Colocó los dedos debajo de una de las medias, acariciándola a través de la fina seda antes de hacerla resbalar por la pierna. Eloise gimió cuando notó sus dedos en las rodillas y Phillip no pudo evitar mirarla y preguntarle:
– ¿Tienes cosquillas?
Ella asintió.
– Y más.
Y más. Le encantaba. Le encantaba que sintiera más, que quisiera más.
Con la otra media no se entretuvo tanto y luego se quedó de pie junto a ella, desabrochándose los pantalones. Se detuvo un momento y la miró, esperando que, con los ojos, le dijera que estaba preparada.
Y luego, con una velocidad y una agilidad que jamás hubiera creído que tuviera, se desnudó y se tendió junto a ella.
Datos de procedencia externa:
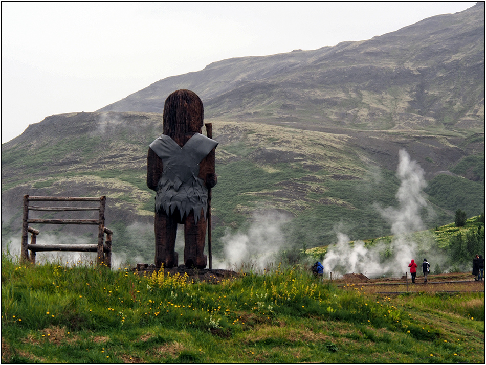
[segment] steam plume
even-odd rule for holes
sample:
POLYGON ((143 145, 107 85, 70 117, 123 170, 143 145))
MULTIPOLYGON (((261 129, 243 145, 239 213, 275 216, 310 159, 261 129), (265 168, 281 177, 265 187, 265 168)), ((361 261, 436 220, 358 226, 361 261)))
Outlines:
POLYGON ((386 248, 384 244, 365 247, 362 241, 351 246, 349 239, 338 233, 338 243, 330 247, 322 264, 327 272, 372 273, 381 275, 390 272, 398 273, 407 270, 408 264, 414 258, 417 244, 409 234, 424 229, 421 218, 422 210, 427 205, 422 189, 426 186, 424 172, 416 161, 411 161, 408 153, 401 150, 396 175, 401 180, 395 197, 397 208, 375 207, 391 225, 394 235, 390 249, 392 256, 384 261, 380 253, 386 248))

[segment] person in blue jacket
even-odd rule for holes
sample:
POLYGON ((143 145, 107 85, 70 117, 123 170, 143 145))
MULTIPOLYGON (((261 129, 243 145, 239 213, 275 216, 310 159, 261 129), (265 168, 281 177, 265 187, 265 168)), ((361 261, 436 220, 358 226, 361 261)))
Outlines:
POLYGON ((324 274, 324 266, 319 261, 312 266, 312 272, 314 276, 322 276, 324 274))

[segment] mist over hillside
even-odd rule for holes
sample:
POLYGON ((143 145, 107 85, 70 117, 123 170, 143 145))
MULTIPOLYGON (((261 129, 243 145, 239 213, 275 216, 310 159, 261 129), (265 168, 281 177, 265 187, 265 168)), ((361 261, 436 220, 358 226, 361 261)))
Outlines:
MULTIPOLYGON (((424 171, 416 215, 424 227, 452 221, 457 209, 484 212, 478 3, 368 40, 215 62, 96 112, 31 125, 2 145, 2 247, 19 242, 24 194, 104 195, 114 254, 151 262, 147 151, 162 132, 165 99, 183 88, 201 98, 219 142, 212 206, 213 252, 221 262, 235 246, 244 256, 266 243, 290 255, 342 235, 390 234, 393 223, 381 212, 400 206, 402 151, 424 171)), ((96 234, 81 226, 40 229, 41 241, 96 234)), ((178 246, 181 239, 180 233, 178 246)))

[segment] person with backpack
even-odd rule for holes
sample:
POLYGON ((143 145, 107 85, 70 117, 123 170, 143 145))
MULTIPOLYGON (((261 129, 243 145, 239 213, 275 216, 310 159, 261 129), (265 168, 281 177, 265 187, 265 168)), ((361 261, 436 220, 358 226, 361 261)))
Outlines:
POLYGON ((319 261, 312 265, 312 270, 314 276, 322 276, 324 275, 324 266, 319 261))
POLYGON ((475 277, 474 280, 477 281, 479 280, 479 255, 476 255, 476 257, 473 259, 473 276, 475 277))
POLYGON ((484 259, 482 255, 480 255, 478 258, 478 281, 482 281, 482 274, 484 271, 484 259))
POLYGON ((430 271, 430 264, 427 262, 427 259, 424 259, 424 262, 422 263, 422 272, 424 273, 424 282, 427 282, 427 275, 430 271))
POLYGON ((412 259, 412 262, 408 264, 408 267, 410 268, 410 276, 412 277, 412 282, 415 284, 415 278, 417 276, 417 264, 412 259))

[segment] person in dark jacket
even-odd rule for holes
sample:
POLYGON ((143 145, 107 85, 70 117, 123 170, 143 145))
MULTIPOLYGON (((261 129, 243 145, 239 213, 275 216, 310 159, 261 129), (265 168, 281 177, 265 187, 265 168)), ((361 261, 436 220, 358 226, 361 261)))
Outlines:
POLYGON ((480 255, 478 258, 478 281, 482 281, 482 274, 484 271, 484 259, 482 255, 480 255))
POLYGON ((424 282, 427 282, 427 275, 429 275, 430 264, 427 262, 427 259, 424 259, 424 262, 422 263, 422 272, 424 273, 424 282))
POLYGON ((412 259, 412 262, 408 264, 408 267, 410 268, 410 275, 412 276, 412 282, 415 283, 415 278, 417 276, 417 264, 412 259))
POLYGON ((319 261, 312 266, 312 272, 314 276, 322 276, 324 274, 324 266, 319 261))
MULTIPOLYGON (((473 275, 475 277, 479 276, 479 255, 476 255, 476 257, 473 259, 473 275)), ((477 281, 478 278, 474 278, 474 280, 477 281)))

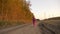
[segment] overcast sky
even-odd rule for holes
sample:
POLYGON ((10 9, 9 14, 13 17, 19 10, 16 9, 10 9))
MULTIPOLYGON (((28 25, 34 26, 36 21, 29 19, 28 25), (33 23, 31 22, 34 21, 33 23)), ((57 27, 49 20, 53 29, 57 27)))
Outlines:
POLYGON ((30 0, 31 12, 38 19, 60 17, 60 0, 30 0))

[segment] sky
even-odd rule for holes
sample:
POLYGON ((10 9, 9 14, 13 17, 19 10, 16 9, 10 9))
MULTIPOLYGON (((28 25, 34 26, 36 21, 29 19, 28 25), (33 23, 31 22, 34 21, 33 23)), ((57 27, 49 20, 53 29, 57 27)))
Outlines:
POLYGON ((36 19, 60 17, 60 0, 29 0, 36 19))

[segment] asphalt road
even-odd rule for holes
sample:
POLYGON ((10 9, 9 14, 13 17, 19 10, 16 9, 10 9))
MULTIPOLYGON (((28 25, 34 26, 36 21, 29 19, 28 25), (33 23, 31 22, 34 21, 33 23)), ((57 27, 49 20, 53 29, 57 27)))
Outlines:
POLYGON ((17 28, 15 30, 4 32, 2 34, 40 34, 40 31, 37 27, 37 24, 35 27, 33 27, 33 25, 30 24, 22 28, 17 28))

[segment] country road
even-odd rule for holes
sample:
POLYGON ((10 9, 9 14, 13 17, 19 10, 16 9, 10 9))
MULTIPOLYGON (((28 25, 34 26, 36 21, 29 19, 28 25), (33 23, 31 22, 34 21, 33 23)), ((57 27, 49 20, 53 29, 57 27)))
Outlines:
POLYGON ((33 25, 30 24, 22 28, 17 28, 8 32, 3 32, 2 34, 40 34, 40 31, 37 26, 33 27, 33 25))

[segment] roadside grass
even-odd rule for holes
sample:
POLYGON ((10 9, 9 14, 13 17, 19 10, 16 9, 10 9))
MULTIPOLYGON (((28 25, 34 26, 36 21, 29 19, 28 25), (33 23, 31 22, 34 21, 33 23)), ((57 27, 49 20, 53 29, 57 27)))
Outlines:
POLYGON ((12 27, 12 26, 17 26, 17 25, 22 25, 22 24, 25 24, 25 23, 21 22, 21 21, 17 21, 17 22, 0 21, 0 29, 12 27))

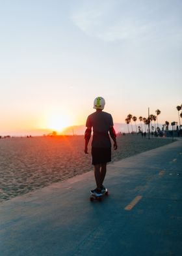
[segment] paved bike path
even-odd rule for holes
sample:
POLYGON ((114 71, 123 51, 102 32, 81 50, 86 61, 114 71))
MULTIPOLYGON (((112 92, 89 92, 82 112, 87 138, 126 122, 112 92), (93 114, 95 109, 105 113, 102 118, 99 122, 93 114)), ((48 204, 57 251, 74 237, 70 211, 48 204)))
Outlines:
POLYGON ((1 256, 181 255, 182 140, 0 205, 1 256))

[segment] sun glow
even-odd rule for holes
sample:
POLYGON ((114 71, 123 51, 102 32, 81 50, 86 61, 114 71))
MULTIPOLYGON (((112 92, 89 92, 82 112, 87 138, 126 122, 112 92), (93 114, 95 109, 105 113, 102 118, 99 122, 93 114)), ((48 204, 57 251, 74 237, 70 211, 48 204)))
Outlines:
POLYGON ((46 127, 49 129, 61 133, 64 129, 71 125, 69 117, 58 114, 53 114, 51 115, 46 121, 46 127))

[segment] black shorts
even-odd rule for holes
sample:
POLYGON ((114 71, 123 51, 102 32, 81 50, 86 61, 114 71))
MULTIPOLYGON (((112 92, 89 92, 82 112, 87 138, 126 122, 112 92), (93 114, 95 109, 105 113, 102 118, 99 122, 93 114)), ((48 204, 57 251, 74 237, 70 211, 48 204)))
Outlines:
POLYGON ((92 148, 92 165, 111 161, 111 148, 92 148))

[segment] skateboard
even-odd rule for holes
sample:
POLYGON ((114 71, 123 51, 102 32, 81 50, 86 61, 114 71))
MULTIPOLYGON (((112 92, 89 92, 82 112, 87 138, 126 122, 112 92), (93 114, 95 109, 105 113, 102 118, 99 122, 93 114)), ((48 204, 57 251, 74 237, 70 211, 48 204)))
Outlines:
POLYGON ((105 189, 105 191, 104 193, 102 193, 102 195, 99 196, 99 197, 97 197, 96 195, 92 195, 91 194, 90 196, 90 200, 91 202, 93 202, 94 200, 98 200, 98 201, 101 201, 102 200, 102 197, 103 195, 109 195, 109 192, 107 189, 105 189))

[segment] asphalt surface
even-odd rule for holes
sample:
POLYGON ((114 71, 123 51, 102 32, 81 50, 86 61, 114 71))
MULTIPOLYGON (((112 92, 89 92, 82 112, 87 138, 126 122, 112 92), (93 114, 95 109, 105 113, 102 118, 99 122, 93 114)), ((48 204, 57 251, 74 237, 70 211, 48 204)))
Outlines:
POLYGON ((182 255, 182 140, 0 204, 1 256, 182 255))

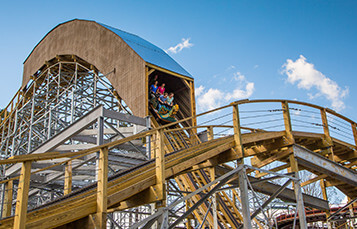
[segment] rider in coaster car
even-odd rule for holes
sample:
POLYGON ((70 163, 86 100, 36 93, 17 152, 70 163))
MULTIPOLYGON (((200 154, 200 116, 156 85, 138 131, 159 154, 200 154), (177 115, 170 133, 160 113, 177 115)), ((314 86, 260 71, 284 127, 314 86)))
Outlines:
POLYGON ((169 97, 167 97, 166 104, 170 109, 174 105, 174 93, 173 92, 170 92, 169 97))
POLYGON ((163 95, 160 95, 159 97, 159 110, 161 106, 165 106, 167 104, 167 92, 165 92, 163 95))
POLYGON ((165 92, 165 83, 162 83, 160 87, 157 88, 156 93, 159 95, 163 95, 165 92))
POLYGON ((150 95, 151 95, 151 97, 155 97, 156 92, 157 92, 157 88, 158 88, 157 85, 158 85, 157 81, 155 81, 153 84, 151 84, 151 86, 150 86, 150 95))

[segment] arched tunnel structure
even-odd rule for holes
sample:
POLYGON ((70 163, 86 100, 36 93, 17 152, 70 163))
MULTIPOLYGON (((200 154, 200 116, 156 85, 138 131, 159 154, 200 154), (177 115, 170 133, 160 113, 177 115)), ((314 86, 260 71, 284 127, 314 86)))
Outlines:
POLYGON ((284 99, 196 114, 184 68, 95 21, 60 24, 36 45, 0 137, 0 228, 354 225, 354 121, 284 99), (155 80, 175 112, 154 105, 155 80), (330 209, 331 189, 349 203, 330 209))

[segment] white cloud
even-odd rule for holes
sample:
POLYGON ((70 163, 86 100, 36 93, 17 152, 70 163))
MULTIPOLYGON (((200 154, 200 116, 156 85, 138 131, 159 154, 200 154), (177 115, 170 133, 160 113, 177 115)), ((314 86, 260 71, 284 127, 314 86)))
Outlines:
POLYGON ((199 110, 212 110, 217 108, 222 103, 222 98, 224 97, 224 92, 210 88, 207 92, 203 93, 197 98, 197 104, 199 110))
POLYGON ((202 94, 202 92, 203 92, 203 90, 205 89, 205 87, 204 86, 199 86, 199 87, 197 87, 197 88, 195 88, 195 95, 196 96, 200 96, 201 94, 202 94))
POLYGON ((173 54, 176 54, 176 53, 179 53, 182 51, 182 49, 184 48, 191 48, 193 46, 192 43, 190 43, 190 39, 191 38, 182 38, 182 42, 181 43, 178 43, 176 46, 173 46, 173 47, 170 47, 168 49, 166 49, 165 51, 167 53, 173 53, 173 54))
POLYGON ((202 85, 196 88, 196 101, 199 111, 212 110, 229 103, 232 100, 246 99, 254 92, 254 83, 246 80, 240 72, 234 73, 232 80, 238 82, 233 91, 223 91, 216 88, 205 90, 202 85))
POLYGON ((227 93, 225 99, 228 100, 240 100, 249 98, 254 92, 254 83, 248 82, 245 85, 245 89, 235 89, 231 93, 227 93))
POLYGON ((340 111, 345 108, 342 99, 348 95, 348 88, 342 89, 335 81, 316 70, 315 66, 308 63, 303 55, 300 55, 296 61, 286 60, 282 67, 282 73, 288 76, 287 81, 289 83, 297 83, 298 88, 301 89, 311 90, 315 88, 318 91, 315 95, 308 93, 310 99, 324 96, 331 101, 333 109, 340 111))

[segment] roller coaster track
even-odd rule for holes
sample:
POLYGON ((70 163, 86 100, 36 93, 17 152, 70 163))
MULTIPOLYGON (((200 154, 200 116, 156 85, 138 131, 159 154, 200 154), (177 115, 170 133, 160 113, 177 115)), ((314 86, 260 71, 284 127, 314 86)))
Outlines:
MULTIPOLYGON (((242 159, 244 158, 251 158, 251 165, 257 168, 271 165, 274 162, 280 163, 279 165, 274 165, 273 168, 268 168, 270 171, 267 172, 261 171, 253 174, 253 170, 247 169, 248 180, 253 184, 250 188, 267 195, 273 195, 281 186, 268 182, 269 179, 265 180, 265 176, 269 172, 276 173, 289 168, 290 171, 296 173, 298 170, 307 170, 315 174, 315 177, 302 182, 302 186, 322 181, 325 185, 338 188, 350 198, 357 197, 357 174, 355 171, 357 166, 356 123, 332 110, 298 101, 243 100, 194 117, 182 119, 172 124, 160 126, 158 123, 155 123, 155 120, 153 122, 155 128, 149 131, 90 149, 72 153, 46 152, 36 155, 14 156, 2 160, 1 164, 23 163, 24 167, 28 162, 61 158, 74 160, 98 151, 101 152, 101 155, 102 153, 105 155, 105 152, 121 144, 150 137, 151 139, 155 139, 153 141, 155 147, 151 149, 152 158, 154 159, 126 171, 118 172, 108 178, 106 193, 101 196, 104 198, 108 209, 124 210, 165 200, 165 193, 160 193, 165 192, 165 189, 162 190, 165 180, 175 179, 181 191, 187 191, 187 193, 193 192, 207 185, 209 181, 219 177, 220 173, 225 173, 227 170, 232 169, 228 165, 225 165, 225 163, 237 160, 239 163, 242 163, 242 159), (252 119, 255 118, 255 124, 258 123, 258 127, 254 125, 245 126, 242 123, 242 120, 244 120, 244 110, 238 110, 238 107, 241 109, 244 105, 262 104, 268 112, 276 112, 281 115, 279 120, 282 122, 282 129, 277 130, 275 128, 268 131, 269 127, 264 128, 261 125, 264 119, 266 119, 264 116, 251 117, 252 119), (271 106, 271 104, 274 105, 271 106), (289 106, 296 106, 298 108, 294 107, 292 109, 289 106), (321 115, 321 119, 319 118, 321 124, 306 121, 312 124, 311 126, 321 128, 320 132, 303 132, 301 129, 295 130, 293 128, 294 123, 292 124, 291 113, 296 112, 298 117, 303 117, 299 113, 303 111, 301 107, 307 107, 313 110, 314 114, 321 115), (232 112, 232 108, 231 125, 181 126, 182 123, 192 119, 204 116, 212 117, 209 115, 215 112, 219 113, 224 110, 232 112), (333 118, 331 119, 331 117, 333 118), (328 123, 328 120, 331 122, 328 123), (347 123, 345 126, 350 131, 350 135, 347 137, 352 136, 352 143, 332 137, 331 129, 334 129, 335 126, 331 123, 337 122, 336 120, 342 120, 341 122, 347 123), (198 138, 196 133, 199 128, 207 129, 207 140, 200 140, 198 138), (218 133, 218 137, 213 137, 213 128, 229 128, 233 130, 233 135, 228 134, 222 137, 218 133), (160 158, 160 153, 165 156, 160 158), (215 172, 212 173, 213 175, 210 174, 211 168, 215 168, 215 172), (263 185, 264 183, 266 185, 263 185)), ((298 177, 296 173, 295 176, 298 177)), ((29 176, 27 174, 26 178, 26 175, 22 174, 18 179, 20 180, 19 183, 26 182, 29 176)), ((237 186, 237 179, 230 180, 227 185, 232 187, 237 186)), ((296 196, 291 195, 291 193, 294 193, 294 190, 285 188, 277 194, 277 197, 287 201, 297 201, 300 204, 303 199, 302 207, 305 205, 305 207, 318 208, 324 211, 329 210, 327 202, 323 199, 305 193, 300 193, 299 196, 299 192, 297 191, 299 187, 297 185, 301 186, 300 182, 295 180, 295 194, 298 193, 296 196)), ((76 222, 82 222, 80 220, 91 217, 99 212, 98 190, 97 184, 94 183, 68 195, 64 195, 53 202, 32 209, 27 214, 25 212, 26 228, 56 228, 71 224, 73 226, 76 225, 76 222)), ((194 197, 196 200, 193 198, 193 200, 190 200, 191 202, 187 201, 186 207, 190 208, 194 206, 203 195, 204 193, 201 193, 194 197)), ((235 190, 233 191, 233 195, 235 196, 234 199, 239 199, 240 197, 235 190)), ((21 203, 23 199, 21 199, 21 195, 19 194, 17 201, 18 205, 27 205, 27 202, 21 203)), ((228 196, 224 191, 217 192, 217 201, 219 203, 218 225, 220 228, 238 228, 247 220, 244 207, 243 209, 242 207, 237 207, 236 201, 232 200, 232 197, 228 196)), ((244 200, 242 201, 244 202, 244 200)), ((161 204, 165 203, 161 202, 161 204)), ((210 211, 209 207, 208 203, 200 205, 198 208, 193 209, 192 216, 200 224, 204 224, 206 220, 206 223, 209 225, 214 225, 213 212, 210 211), (205 213, 208 214, 207 218, 205 217, 205 213)), ((17 207, 17 213, 21 210, 19 209, 20 207, 17 207)), ((105 213, 106 209, 102 209, 101 211, 105 213)), ((15 213, 15 217, 10 216, 0 220, 0 228, 13 227, 14 218, 16 217, 18 216, 15 213)), ((256 224, 258 227, 263 227, 261 221, 256 221, 256 224)))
Al principio, Eloise se tensó pero luego, mientras Phillip la acariciaba y la tranquilizaba besándole las sienes y los labios, se fue relajando.
– No tienes por qué tener miedo -le dijo él.
– No tengo miedo -respondió ella.
Phillip levantó la cabeza y la miró a los ojos.
– ¿No?
– Estoy nerviosa, pero no tengo miedo.
Phillip meneó la cabeza, maravillado.
– Eres magnífica.
– Ya se lo digo a todo el mundo -dijo ella, encogiéndose de hombros- pero, por lo visto, eres el único que me cree.
Phillip se rió, meneando la cabeza, casi sin acabarse de creer que estuviera allí, en su noche de bodas, riéndose. Ya le había hecho reír dos veces esa noche y empezaba a darse cuenta del regalo que era Eloise. Un regalo increíble e inestimable con el que había sido bendecido.